My government has boxed me in, abridging my own expression of faith and leaving me no way out but to put someone else in this compromising situation. That may just be the purpose of this particular law—to compel those of us committed to the service of neighbors to forsake that commitment, and even to go one step further, to tempt us to put self-interest above the interest of neighbor.

Scattered around the Wartburg campus are crosses bearing artistic depictions of Matthew 25:35-40. Called the “Life Cross,” these images remind us that when we serve those in need—offering food to the hungry, welcome to the stranger, comfort to the ill—we are serving God. I feel as if lawmakers have turned that message on its head, urging us to ignore the needy, to serve ourselves, to endanger the ill.
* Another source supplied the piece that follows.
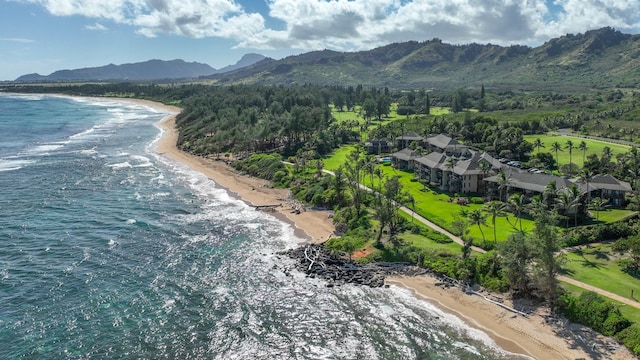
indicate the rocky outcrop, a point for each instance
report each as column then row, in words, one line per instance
column 319, row 262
I fear not only for my soul, but for the souls of us all.

Endnotes

1. Iowa’s Law, House File 889, bans businesses and government entities from requiring people coming onto their campuses/premises to prove they have been vaccinated before entering. The law includes churches and private colleges. See “Richardson” below.

Works Cited

Luther, Martin. “The Freedom of a Christian (1520).” In The Annotated Luther, Volume 1: The Roots of Reform. Edited by Timothy J. Wengert. Fortress, 2015.

———. “Whether One May Flee From a Deadly Plague (1527).” In The Annotated Luther, Volume 4: Pastoral Writings. Edited by Mary Jane Haemig. Fortress, 2016.